Some dishes are truly unforgettable, demanding to be savored individually rather than shared. Apollo Fish is precisely one such culinary masterpiece. With its irresistible crispy texture, fiery spice, rich sauce, and explosion of flavor, it stands as the ultimate indulgence for those who crave bold and exciting tastes. Prepare to claim the entire plate for yourself!

Apollo fish garnished with fresh coriander and mint, served in an elegant bowl, ready to eat.
A tantalizing bowl of Apollo Fish, perfectly garnished.

For connoisseurs of vibrant flavors and satisfying textures, the pursuit of the perfect spicy, crispy appetizer often leads to a delightful discovery. Among a pantheon of delectable starters, Apollo Fish invariably rises to the top.

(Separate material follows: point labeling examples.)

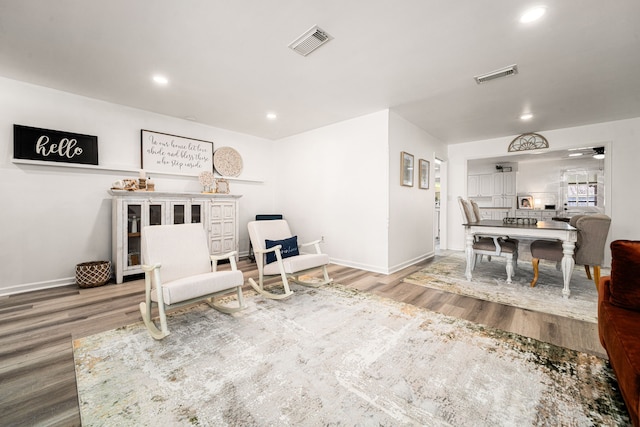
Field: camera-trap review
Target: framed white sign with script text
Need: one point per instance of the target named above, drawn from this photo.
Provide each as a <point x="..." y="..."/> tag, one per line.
<point x="172" y="154"/>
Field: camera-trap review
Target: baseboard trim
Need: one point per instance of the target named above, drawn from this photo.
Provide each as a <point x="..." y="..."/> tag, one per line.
<point x="411" y="262"/>
<point x="37" y="286"/>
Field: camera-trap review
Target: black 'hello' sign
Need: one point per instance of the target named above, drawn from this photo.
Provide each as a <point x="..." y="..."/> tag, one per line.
<point x="54" y="146"/>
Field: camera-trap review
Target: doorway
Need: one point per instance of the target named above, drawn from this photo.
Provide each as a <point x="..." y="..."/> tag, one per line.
<point x="440" y="210"/>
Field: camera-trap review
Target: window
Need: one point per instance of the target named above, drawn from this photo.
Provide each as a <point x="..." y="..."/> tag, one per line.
<point x="582" y="188"/>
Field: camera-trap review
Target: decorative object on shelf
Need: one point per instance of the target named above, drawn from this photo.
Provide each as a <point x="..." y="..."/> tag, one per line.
<point x="424" y="174"/>
<point x="521" y="221"/>
<point x="130" y="184"/>
<point x="207" y="181"/>
<point x="118" y="185"/>
<point x="528" y="141"/>
<point x="525" y="202"/>
<point x="227" y="161"/>
<point x="172" y="154"/>
<point x="142" y="180"/>
<point x="406" y="169"/>
<point x="93" y="273"/>
<point x="222" y="186"/>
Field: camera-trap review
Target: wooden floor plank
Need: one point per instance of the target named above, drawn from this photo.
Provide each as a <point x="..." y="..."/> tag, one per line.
<point x="37" y="374"/>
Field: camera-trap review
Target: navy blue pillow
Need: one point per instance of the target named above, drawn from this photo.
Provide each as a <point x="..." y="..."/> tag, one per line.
<point x="289" y="248"/>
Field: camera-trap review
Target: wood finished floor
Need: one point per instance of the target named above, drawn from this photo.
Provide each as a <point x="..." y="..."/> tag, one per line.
<point x="37" y="376"/>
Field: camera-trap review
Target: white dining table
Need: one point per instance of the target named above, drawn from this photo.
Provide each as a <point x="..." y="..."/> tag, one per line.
<point x="550" y="230"/>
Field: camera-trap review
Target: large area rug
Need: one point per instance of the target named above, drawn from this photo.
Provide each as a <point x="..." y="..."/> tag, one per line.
<point x="446" y="273"/>
<point x="333" y="356"/>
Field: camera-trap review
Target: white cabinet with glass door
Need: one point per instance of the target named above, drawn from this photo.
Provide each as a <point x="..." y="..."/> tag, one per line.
<point x="133" y="210"/>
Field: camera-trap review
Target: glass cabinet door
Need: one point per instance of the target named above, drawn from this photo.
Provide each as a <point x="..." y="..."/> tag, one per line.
<point x="196" y="213"/>
<point x="134" y="224"/>
<point x="178" y="213"/>
<point x="155" y="214"/>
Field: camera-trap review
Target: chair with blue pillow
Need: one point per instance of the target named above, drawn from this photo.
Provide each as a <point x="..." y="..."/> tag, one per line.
<point x="278" y="253"/>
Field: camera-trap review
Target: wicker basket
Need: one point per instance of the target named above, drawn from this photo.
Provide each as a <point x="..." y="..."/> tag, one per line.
<point x="93" y="273"/>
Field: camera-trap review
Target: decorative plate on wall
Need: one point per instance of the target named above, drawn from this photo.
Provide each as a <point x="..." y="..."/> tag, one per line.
<point x="227" y="161"/>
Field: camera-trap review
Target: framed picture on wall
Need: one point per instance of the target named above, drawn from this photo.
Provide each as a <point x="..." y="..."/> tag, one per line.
<point x="424" y="174"/>
<point x="406" y="169"/>
<point x="525" y="202"/>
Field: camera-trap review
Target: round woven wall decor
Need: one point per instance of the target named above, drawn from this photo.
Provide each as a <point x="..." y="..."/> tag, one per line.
<point x="227" y="161"/>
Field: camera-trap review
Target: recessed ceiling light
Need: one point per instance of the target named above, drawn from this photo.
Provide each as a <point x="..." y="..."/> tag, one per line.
<point x="598" y="153"/>
<point x="161" y="80"/>
<point x="533" y="14"/>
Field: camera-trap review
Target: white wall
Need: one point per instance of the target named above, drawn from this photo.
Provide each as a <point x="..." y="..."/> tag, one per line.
<point x="621" y="138"/>
<point x="56" y="217"/>
<point x="333" y="182"/>
<point x="411" y="229"/>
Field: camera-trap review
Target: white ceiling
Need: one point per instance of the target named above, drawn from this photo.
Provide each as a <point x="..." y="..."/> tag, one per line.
<point x="229" y="64"/>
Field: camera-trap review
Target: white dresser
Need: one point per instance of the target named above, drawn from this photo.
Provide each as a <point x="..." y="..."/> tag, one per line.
<point x="132" y="210"/>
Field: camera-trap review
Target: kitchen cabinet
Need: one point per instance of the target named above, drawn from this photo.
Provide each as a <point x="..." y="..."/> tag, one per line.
<point x="504" y="184"/>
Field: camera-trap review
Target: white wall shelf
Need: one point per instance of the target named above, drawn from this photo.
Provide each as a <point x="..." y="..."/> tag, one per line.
<point x="126" y="169"/>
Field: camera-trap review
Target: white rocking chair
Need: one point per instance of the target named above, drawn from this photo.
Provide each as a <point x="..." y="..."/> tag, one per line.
<point x="179" y="271"/>
<point x="282" y="257"/>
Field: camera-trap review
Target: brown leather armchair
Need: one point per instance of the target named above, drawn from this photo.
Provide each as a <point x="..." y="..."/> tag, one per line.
<point x="589" y="250"/>
<point x="618" y="320"/>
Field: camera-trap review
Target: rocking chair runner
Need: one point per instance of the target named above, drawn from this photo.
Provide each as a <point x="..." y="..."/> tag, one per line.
<point x="276" y="251"/>
<point x="179" y="271"/>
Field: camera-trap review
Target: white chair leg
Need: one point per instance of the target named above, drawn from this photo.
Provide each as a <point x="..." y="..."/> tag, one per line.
<point x="326" y="280"/>
<point x="509" y="268"/>
<point x="271" y="295"/>
<point x="228" y="310"/>
<point x="155" y="333"/>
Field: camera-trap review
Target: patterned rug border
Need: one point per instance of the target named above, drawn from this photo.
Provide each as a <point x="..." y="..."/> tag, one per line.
<point x="446" y="273"/>
<point x="555" y="361"/>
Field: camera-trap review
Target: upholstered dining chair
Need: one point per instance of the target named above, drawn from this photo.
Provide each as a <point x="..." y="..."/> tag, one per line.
<point x="500" y="246"/>
<point x="278" y="254"/>
<point x="178" y="271"/>
<point x="589" y="250"/>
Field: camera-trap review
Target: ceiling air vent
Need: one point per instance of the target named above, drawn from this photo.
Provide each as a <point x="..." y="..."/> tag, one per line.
<point x="503" y="72"/>
<point x="310" y="41"/>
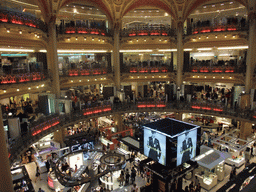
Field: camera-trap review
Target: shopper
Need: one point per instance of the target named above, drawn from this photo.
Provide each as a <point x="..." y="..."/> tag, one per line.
<point x="41" y="190"/>
<point x="134" y="188"/>
<point x="37" y="173"/>
<point x="191" y="186"/>
<point x="198" y="188"/>
<point x="133" y="175"/>
<point x="121" y="178"/>
<point x="196" y="181"/>
<point x="127" y="177"/>
<point x="47" y="165"/>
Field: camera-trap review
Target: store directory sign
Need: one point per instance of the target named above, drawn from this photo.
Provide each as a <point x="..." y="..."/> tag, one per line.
<point x="155" y="146"/>
<point x="186" y="146"/>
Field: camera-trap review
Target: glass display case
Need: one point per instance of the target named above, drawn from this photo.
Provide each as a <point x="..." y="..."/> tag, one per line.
<point x="220" y="171"/>
<point x="238" y="161"/>
<point x="21" y="180"/>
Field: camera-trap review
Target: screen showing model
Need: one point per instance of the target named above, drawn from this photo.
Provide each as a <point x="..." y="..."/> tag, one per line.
<point x="155" y="146"/>
<point x="186" y="146"/>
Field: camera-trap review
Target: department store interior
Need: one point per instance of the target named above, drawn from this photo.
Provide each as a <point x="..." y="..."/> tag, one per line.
<point x="127" y="96"/>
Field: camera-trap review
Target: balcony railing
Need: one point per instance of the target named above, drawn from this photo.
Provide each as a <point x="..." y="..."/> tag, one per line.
<point x="148" y="31"/>
<point x="162" y="69"/>
<point x="49" y="124"/>
<point x="219" y="69"/>
<point x="23" y="77"/>
<point x="219" y="28"/>
<point x="85" y="30"/>
<point x="13" y="17"/>
<point x="86" y="72"/>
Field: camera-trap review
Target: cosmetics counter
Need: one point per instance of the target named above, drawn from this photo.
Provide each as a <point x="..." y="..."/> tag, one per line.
<point x="21" y="180"/>
<point x="211" y="167"/>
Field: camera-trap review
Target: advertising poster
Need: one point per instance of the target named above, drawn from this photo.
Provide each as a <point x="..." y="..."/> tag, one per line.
<point x="155" y="146"/>
<point x="186" y="146"/>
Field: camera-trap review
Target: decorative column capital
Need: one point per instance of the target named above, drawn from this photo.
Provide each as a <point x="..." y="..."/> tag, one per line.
<point x="252" y="16"/>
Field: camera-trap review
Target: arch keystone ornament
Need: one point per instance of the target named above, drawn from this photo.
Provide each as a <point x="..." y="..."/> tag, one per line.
<point x="118" y="2"/>
<point x="180" y="1"/>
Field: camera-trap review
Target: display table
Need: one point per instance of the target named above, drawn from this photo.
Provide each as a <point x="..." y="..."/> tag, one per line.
<point x="238" y="162"/>
<point x="207" y="182"/>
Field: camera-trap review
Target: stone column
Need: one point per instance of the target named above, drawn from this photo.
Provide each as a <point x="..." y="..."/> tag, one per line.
<point x="251" y="58"/>
<point x="52" y="59"/>
<point x="178" y="116"/>
<point x="245" y="130"/>
<point x="5" y="173"/>
<point x="180" y="55"/>
<point x="119" y="122"/>
<point x="116" y="59"/>
<point x="59" y="136"/>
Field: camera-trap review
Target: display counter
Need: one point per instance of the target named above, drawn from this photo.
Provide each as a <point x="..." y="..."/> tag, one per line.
<point x="21" y="180"/>
<point x="238" y="161"/>
<point x="106" y="142"/>
<point x="53" y="182"/>
<point x="207" y="182"/>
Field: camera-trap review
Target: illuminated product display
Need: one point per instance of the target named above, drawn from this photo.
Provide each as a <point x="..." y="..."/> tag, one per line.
<point x="186" y="146"/>
<point x="155" y="146"/>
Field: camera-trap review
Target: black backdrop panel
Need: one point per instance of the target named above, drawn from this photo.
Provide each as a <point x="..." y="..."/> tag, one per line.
<point x="108" y="92"/>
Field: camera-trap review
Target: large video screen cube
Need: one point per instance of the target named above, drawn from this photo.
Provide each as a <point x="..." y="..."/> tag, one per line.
<point x="155" y="146"/>
<point x="186" y="146"/>
<point x="171" y="142"/>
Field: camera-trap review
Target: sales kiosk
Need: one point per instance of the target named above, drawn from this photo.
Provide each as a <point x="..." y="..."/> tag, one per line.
<point x="235" y="147"/>
<point x="171" y="143"/>
<point x="211" y="167"/>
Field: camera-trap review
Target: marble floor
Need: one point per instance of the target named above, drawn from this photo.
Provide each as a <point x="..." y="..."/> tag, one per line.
<point x="31" y="168"/>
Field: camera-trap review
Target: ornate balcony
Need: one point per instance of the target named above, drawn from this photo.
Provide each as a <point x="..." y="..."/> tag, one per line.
<point x="148" y="31"/>
<point x="215" y="29"/>
<point x="18" y="18"/>
<point x="22" y="78"/>
<point x="86" y="72"/>
<point x="54" y="122"/>
<point x="216" y="69"/>
<point x="135" y="70"/>
<point x="85" y="31"/>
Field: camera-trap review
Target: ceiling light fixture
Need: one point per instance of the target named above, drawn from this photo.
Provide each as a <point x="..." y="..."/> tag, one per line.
<point x="204" y="49"/>
<point x="235" y="47"/>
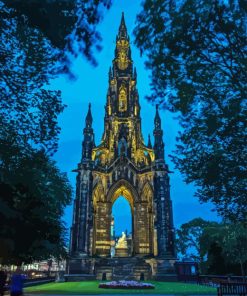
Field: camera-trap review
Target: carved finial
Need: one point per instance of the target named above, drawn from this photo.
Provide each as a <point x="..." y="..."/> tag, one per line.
<point x="89" y="118"/>
<point x="149" y="142"/>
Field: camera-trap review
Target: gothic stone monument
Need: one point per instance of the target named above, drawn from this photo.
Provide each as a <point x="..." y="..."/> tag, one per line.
<point x="122" y="165"/>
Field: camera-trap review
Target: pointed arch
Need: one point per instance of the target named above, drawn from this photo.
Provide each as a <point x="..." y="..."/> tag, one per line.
<point x="124" y="188"/>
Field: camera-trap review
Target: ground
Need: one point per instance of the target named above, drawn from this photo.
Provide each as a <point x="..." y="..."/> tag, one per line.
<point x="91" y="287"/>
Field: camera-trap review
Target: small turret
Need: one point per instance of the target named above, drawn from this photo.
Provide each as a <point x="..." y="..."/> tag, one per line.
<point x="122" y="32"/>
<point x="149" y="142"/>
<point x="88" y="141"/>
<point x="158" y="137"/>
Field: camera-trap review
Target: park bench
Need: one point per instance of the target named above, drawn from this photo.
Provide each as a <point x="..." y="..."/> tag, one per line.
<point x="232" y="289"/>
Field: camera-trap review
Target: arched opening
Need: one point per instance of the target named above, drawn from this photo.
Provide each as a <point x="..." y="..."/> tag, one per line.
<point x="121" y="228"/>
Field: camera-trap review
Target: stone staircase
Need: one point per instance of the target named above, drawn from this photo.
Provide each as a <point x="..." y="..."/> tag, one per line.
<point x="128" y="268"/>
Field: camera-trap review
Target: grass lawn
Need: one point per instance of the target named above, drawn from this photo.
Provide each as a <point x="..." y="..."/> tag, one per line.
<point x="91" y="287"/>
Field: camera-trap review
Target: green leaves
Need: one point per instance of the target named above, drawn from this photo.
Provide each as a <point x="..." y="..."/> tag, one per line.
<point x="198" y="64"/>
<point x="34" y="196"/>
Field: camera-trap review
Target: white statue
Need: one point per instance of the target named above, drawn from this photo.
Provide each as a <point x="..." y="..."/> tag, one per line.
<point x="122" y="242"/>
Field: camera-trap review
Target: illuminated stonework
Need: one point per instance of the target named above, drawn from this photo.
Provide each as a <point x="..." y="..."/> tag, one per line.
<point x="122" y="165"/>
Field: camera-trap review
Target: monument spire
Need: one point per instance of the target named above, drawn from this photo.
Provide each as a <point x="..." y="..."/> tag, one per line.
<point x="88" y="141"/>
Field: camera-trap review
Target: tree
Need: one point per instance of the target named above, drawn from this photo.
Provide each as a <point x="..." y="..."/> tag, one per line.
<point x="38" y="40"/>
<point x="196" y="51"/>
<point x="231" y="239"/>
<point x="217" y="247"/>
<point x="33" y="197"/>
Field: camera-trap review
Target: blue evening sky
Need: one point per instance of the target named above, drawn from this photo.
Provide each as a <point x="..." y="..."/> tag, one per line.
<point x="91" y="86"/>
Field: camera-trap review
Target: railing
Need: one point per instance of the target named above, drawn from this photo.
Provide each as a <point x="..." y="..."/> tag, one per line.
<point x="34" y="282"/>
<point x="232" y="289"/>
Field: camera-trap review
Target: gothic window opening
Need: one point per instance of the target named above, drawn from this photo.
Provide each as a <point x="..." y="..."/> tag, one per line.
<point x="121" y="228"/>
<point x="122" y="99"/>
<point x="122" y="147"/>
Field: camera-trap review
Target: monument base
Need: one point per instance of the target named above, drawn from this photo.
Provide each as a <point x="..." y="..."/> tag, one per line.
<point x="121" y="268"/>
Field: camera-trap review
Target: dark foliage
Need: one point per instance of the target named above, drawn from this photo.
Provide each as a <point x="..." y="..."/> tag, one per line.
<point x="196" y="51"/>
<point x="38" y="40"/>
<point x="218" y="248"/>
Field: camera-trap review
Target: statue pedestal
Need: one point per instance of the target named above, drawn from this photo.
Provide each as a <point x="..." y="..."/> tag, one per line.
<point x="121" y="252"/>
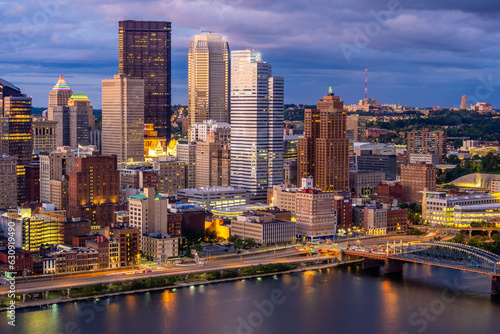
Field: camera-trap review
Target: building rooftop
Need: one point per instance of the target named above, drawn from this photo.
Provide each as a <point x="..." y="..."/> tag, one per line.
<point x="5" y="83"/>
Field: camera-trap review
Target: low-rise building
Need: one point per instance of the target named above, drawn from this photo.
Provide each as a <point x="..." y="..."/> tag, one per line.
<point x="216" y="197"/>
<point x="364" y="183"/>
<point x="440" y="209"/>
<point x="265" y="230"/>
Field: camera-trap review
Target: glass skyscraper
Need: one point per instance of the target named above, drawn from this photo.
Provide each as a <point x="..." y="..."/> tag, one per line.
<point x="256" y="125"/>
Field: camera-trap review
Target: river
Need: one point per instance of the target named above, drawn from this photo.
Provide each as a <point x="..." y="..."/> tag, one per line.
<point x="425" y="300"/>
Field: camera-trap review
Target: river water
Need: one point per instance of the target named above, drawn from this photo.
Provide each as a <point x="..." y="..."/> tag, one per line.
<point x="425" y="300"/>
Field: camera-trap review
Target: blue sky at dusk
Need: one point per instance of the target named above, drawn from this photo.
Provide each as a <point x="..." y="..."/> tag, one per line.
<point x="418" y="52"/>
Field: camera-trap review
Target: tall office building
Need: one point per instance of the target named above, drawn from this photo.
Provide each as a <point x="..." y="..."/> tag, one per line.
<point x="44" y="134"/>
<point x="94" y="189"/>
<point x="256" y="124"/>
<point x="186" y="153"/>
<point x="208" y="79"/>
<point x="463" y="103"/>
<point x="123" y="118"/>
<point x="82" y="103"/>
<point x="324" y="149"/>
<point x="54" y="166"/>
<point x="145" y="53"/>
<point x="7" y="89"/>
<point x="415" y="179"/>
<point x="427" y="142"/>
<point x="58" y="97"/>
<point x="16" y="137"/>
<point x="72" y="126"/>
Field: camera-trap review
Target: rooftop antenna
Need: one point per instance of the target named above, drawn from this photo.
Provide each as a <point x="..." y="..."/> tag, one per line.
<point x="366" y="84"/>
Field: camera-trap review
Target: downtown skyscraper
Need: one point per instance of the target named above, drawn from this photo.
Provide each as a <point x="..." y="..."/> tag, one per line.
<point x="145" y="53"/>
<point x="256" y="124"/>
<point x="123" y="118"/>
<point x="323" y="152"/>
<point x="208" y="79"/>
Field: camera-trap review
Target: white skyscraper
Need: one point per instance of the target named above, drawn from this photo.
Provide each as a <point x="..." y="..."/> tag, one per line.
<point x="256" y="124"/>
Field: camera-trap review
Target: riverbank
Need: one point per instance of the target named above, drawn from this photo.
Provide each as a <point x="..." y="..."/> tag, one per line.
<point x="44" y="303"/>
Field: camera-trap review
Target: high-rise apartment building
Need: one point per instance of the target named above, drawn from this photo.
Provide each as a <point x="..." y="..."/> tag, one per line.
<point x="32" y="183"/>
<point x="16" y="138"/>
<point x="186" y="153"/>
<point x="94" y="189"/>
<point x="256" y="124"/>
<point x="357" y="124"/>
<point x="123" y="118"/>
<point x="145" y="53"/>
<point x="8" y="182"/>
<point x="58" y="97"/>
<point x="415" y="179"/>
<point x="463" y="103"/>
<point x="171" y="176"/>
<point x="72" y="127"/>
<point x="427" y="142"/>
<point x="55" y="166"/>
<point x="324" y="149"/>
<point x="81" y="103"/>
<point x="315" y="214"/>
<point x="211" y="131"/>
<point x="148" y="212"/>
<point x="208" y="79"/>
<point x="44" y="134"/>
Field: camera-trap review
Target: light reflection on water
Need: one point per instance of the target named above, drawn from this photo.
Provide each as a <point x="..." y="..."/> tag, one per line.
<point x="314" y="301"/>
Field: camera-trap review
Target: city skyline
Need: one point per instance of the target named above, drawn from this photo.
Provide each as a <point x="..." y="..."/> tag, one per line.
<point x="408" y="50"/>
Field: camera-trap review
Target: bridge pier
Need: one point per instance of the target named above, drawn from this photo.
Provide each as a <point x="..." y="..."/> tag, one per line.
<point x="393" y="266"/>
<point x="495" y="286"/>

This isn’t just another dish; it’s a restaurant favorite, a culinary obsession that many find themselves ordering time and again. The allure of its exquisite taste is undeniable, yet the true magic unfolds when you realize just how straightforward and rewarding it is to recreate this iconic dish in your own kitchen. Forget the long waits and restaurant bills – your new favorite spicy fish recipe is within reach.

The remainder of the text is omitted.